The binding of rhodamine B (RB) to human serum albumin (HSA) in the absence and presence of Cu²⁺ or Fe³⁺ under simulated physiological conditions was studied by using various biophysical methods for the first time. The results showed that the interaction between HSA and RB could spontaneously result in the formation of HSA-RB complex (namely, static quenching mechanism) through hydrophobic interactions and hydrogen bonds irrespective of the absence or presence of metal ions. The presence of metal ions led to the reduction of binding affinity of RB to HSA compared with no metal ions, which might result from the conformational change of HSA caused by the binding of metal ions. Furthermore, the analysis of UV-vis absorption, circular dichroism, synchronous fluorescence and three-dimensional fluorescence experiments demonstrated that the addition of RB induced conformational and microenvironmental changes of HSA without and with metal ions.

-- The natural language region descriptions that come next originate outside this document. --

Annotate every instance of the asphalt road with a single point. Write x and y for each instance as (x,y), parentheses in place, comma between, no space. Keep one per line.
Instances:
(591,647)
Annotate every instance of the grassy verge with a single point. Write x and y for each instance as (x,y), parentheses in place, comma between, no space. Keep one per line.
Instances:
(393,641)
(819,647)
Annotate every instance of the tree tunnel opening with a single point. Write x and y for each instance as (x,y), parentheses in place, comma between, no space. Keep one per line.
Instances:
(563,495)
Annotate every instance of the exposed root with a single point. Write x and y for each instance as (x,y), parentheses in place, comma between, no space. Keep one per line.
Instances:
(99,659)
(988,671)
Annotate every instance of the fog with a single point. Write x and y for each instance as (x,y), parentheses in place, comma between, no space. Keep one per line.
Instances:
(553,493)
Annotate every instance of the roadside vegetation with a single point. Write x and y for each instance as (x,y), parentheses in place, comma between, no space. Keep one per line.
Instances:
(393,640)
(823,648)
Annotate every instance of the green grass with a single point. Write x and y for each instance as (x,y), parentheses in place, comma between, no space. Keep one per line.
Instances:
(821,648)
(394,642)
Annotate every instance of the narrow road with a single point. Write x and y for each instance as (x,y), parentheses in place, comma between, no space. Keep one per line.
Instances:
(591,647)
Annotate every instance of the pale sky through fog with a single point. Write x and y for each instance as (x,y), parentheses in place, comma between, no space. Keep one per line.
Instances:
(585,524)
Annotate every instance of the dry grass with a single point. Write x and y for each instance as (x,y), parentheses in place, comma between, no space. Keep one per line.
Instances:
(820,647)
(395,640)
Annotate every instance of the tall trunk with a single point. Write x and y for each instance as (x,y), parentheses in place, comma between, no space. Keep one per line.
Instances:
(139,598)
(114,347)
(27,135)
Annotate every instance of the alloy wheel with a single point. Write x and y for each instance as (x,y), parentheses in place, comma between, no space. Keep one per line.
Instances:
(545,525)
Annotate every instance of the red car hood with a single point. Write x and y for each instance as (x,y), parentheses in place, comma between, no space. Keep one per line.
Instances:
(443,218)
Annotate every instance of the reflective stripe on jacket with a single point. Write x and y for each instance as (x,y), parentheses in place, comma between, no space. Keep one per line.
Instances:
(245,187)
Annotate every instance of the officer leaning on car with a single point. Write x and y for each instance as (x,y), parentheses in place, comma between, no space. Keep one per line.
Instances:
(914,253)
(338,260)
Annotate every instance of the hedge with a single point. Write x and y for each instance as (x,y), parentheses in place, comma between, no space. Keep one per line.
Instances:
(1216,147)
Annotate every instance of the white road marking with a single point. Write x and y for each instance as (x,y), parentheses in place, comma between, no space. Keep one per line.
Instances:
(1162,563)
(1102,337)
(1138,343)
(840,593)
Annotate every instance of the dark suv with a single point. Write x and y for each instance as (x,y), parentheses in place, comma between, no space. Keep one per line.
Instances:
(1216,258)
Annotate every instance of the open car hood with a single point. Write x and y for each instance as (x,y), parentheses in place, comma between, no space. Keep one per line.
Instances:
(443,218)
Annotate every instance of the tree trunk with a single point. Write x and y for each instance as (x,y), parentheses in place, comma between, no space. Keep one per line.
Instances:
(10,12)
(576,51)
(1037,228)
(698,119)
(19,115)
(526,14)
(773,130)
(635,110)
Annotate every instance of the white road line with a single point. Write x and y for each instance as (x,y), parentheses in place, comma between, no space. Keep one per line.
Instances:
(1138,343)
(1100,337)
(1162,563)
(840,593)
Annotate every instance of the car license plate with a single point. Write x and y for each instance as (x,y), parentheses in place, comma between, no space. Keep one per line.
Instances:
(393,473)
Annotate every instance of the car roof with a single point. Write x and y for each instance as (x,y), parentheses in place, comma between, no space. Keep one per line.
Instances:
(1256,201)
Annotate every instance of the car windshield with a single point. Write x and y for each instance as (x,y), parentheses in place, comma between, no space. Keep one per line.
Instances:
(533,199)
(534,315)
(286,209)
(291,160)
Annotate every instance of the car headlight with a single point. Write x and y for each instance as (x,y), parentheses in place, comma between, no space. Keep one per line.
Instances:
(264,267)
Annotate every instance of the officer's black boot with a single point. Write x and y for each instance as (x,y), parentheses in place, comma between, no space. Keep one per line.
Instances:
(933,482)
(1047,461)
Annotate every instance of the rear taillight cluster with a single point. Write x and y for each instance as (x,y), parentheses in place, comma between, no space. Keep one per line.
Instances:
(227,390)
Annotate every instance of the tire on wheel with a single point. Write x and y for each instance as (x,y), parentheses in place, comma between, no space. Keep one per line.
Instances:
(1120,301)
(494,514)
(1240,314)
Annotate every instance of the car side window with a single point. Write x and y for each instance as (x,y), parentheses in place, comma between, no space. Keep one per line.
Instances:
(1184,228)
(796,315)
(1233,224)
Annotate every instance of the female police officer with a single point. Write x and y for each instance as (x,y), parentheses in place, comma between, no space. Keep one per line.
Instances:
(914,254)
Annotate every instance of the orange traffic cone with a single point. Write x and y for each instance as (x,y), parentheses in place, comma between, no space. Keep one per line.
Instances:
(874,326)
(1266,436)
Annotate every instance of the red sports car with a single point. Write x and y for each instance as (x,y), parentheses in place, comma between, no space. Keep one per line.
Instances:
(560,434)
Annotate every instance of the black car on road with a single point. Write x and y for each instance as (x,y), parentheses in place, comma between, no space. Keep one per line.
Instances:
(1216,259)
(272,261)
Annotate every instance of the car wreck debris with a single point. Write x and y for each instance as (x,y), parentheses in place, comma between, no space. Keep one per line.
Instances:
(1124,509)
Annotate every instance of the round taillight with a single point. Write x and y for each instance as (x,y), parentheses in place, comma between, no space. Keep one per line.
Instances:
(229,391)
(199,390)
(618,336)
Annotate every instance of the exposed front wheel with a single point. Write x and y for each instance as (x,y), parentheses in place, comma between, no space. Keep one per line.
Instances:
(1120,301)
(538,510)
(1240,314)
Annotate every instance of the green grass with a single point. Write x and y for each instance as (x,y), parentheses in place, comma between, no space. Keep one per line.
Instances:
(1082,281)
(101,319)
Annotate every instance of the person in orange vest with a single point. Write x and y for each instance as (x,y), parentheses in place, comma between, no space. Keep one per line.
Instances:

In short, this work will be helpful to in-depth understand the transport mechanism and biological effect of RB and the effect of metal ions on the interaction of HSA-RB in vivo.

抽象的

在不存在和存在Cu ²⁺或Fe ³⁺的情况下，若丹明B（RB）与人血清白蛋白（HSA）的结合在模拟的生理条件下，首次使用各种生物物理方法进行了研究。结果表明，无论是否存在金属离子，HSA与RB之间的相互作用均可通过疏水相互作用和氢键自发形成HSA-RB配合物（即静态猝灭机理）。与没有金属离子相比，金属离子的存在导致RB与HSA的结合亲和力降低，这可能是由于金属离子的结合导致HSA的构象变化所致。此外，对紫外可见吸收，圆二色性，同步荧光和三维荧光实验的分析表明，添加RB会导致无金属离子和含金属离子的HSA的构象和微环境变化。简而言之，体内。